Se o acto for praticado nos três dias subsequentes que a
lei admite, mediante pagamento de multa, haverá, aí, apenas uma outra excepção à
exigência da prática do acto no decurso do prazo, para além da excepção do
próprio justo impedimento. A cumulação da excepção à regra do prazo, através do
pagamento de multa, nos três dias subsequentes com a excepção do justo
impedimento enfraqueceria o sentido e a função da cominação de um prazo
peremptório e a excepcionalidade do prazo suplementar. À possibilidade
excepcional de praticar o acto no prazo suplementar acresceria a de o praticar
fora deste prazo por justo impedimento ocorrido fora do prazo geral e durante o
prazo suplementar, ampliando-se, por analogia, a excepção normativa (contra o
disposto no artigo 11º do Código Civil).
Poderá, pois, concluir-se que a lei não admite a
invocação de um 'justo impedimento' ocorrido no período suplementar de três dias
previsto no nº 5 do artigo 145º do Código de Processo Civil. Não se trata aqui
de estabelecer distinções onde a lei não distingue, mas de alcançar o correcto
sentido das normas.
8. Porém, mesmo que se admita interpretação jurídica
diversa, segundo a qual o justo impedimento é invocável '... dentro dos três
dias úteis subsequentes ao termo do prazo ...' (artigo 145º, nº 5, do Código de
Processo Civil) - o que não dispensará, obviamente, a parte que o alegar do
pagamento da correspondente multa processual -, deverá concluir‑se, no caso sub
judicio, que ele não ocorreu.
Com efeito, do atestado médico apresentado pelo
mandatário do recorrente não se infere a impossibilidade de apresentação do
requerimento de resposta ao convite para aperfeiçoamento, durante o terceiro dia
do prazo suplementar. Tal atestado apenas declara que o mandatário do recorrente
se encontrou, por período indeterminado, que abrangeu parte da tarde de um dia,
doente (com afectação da actividade profissional). E o recorrente afirma, ao
alegar o justo impedimento, que a situação de doença cessou às 15 horas.

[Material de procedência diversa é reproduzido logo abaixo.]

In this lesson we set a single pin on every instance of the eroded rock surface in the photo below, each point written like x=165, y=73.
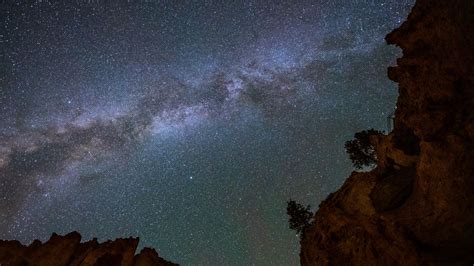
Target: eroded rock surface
x=68, y=250
x=417, y=206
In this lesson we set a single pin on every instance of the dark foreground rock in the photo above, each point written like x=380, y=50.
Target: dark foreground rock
x=417, y=206
x=68, y=250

Deste modo, o mandatário do recorrente terá estado
doente, por tempo indeterminado, entre as 12 e as 15 horas. Assim, é
inquestionável que ele poderia ter apresentado o requerimento no próprio
terceiro dia de prazo suplementar, tanto de manhã como de tarde. E, por outro
lado, não provou sequer que a doença temporária que o afectou na tarde desse dia
tenha ocorrido durante o período de funcionamento da Secretaria do Tribunal
Constitucional, que está encerrada entre as 12 e as 14 horas.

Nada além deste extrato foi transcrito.